The Ahk MCP Server exposes 33 AutoHotkey‑powered tools, enabling AI models to enumerate windows, control input devices, query Windows APIs, capture screens with OCR, and manage window positioning on Windows systems.

Capabilities

Resources
Access data sources
Tools
Execute functions
Prompts
Pre-built templates
Sampling
AI model interactions

AutoHotkey MCP in Action

Ahk MCP – Bridging AI Assistants and Windows Automation

The Ahk MCP server solves a common pain point for developers building AI‑powered workflows on Windows: the lack of a unified, programmable interface to native desktop automation. Traditional tools for controlling windows, simulating user input, or extracting UI information are scattered across different APIs and languages. Ahk MCP consolidates these capabilities into a single MCP service that exposes 33 discrete tools, all built on top of AutoHotkey’s mature automation engine. By doing so, it gives Claude or any other MCP‑compatible model instant access to the full breadth of Windows UI manipulation without requiring the user to write or maintain scripts.

At its core, the server offers four families of actions that are indispensable for any desktop automation scenario. First, it can enumerate and interrogate windows—retrieving titles, class names, positions, and even the text content of controls that are not exposed through standard APIs. Second, it provides fine‑grained input simulation: typing, clicking, scrolling, and keyboard shortcuts can be orchestrated with millisecond precision. Third, it supports visual‑based interactions through screen capture and OCR via EasyOCR, allowing the model to read text that is rendered as images or canvas elements. Fourth, it delivers monitor‑level context, enabling the model to understand which windows reside on primary or secondary displays and adjust actions accordingly. These capabilities are delivered through a consistent tool interface, making them easy to invoke from any MCP‑enabled prompt.

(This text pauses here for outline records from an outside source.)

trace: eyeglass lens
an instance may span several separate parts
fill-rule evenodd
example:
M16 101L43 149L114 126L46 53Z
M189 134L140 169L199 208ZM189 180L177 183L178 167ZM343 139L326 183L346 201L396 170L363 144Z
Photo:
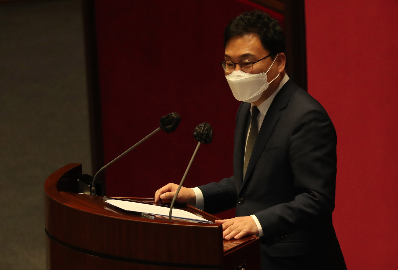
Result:
M248 60L242 60L239 62L239 64L242 71L245 72L248 72L253 69L253 64ZM221 65L227 72L232 72L235 70L235 65L230 61L224 61Z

The value for developers lies in the ability to compose complex, stateful workflows entirely within an AI assistant. For example, a model can be instructed to “open the Settings app, navigate to the Display section, and increase brightness” by chaining together window enumeration, click simulation, and OCR verification. Because each tool is exposed as a stateless operation, developers can write prompts that describe high‑level intent while the server handles low‑level execution details. This reduces boilerplate code, eliminates platform inconsistencies, and speeds up prototyping of automation scripts.

Real‑world use cases span from accessibility solutions—automating repetitive tasks for users with limited input devices—to testing and quality assurance, where a model can simulate user interactions across multiple monitors. IT administrators might use it to deploy configuration changes, while content creators could automate publishing workflows that involve multiple desktop applications. The server’s tight integration with the Python MCP SDK and FastMCP means it can be added to existing Claude Desktop or other AI toolchains with minimal friction, enabling instant desktop control without exposing the underlying AutoHotkey scripts to end users.

What sets Ahk MCP apart is its blend of low‑level Windows control and high‑level AI orchestration. By leveraging AutoHotkey’s full feature set behind an MCP interface, it provides a powerful yet developer‑friendly bridge between AI models and the Windows desktop. This unique combination empowers developers to build sophisticated, end‑to‑end automation solutions that feel natural within conversational AI workflows.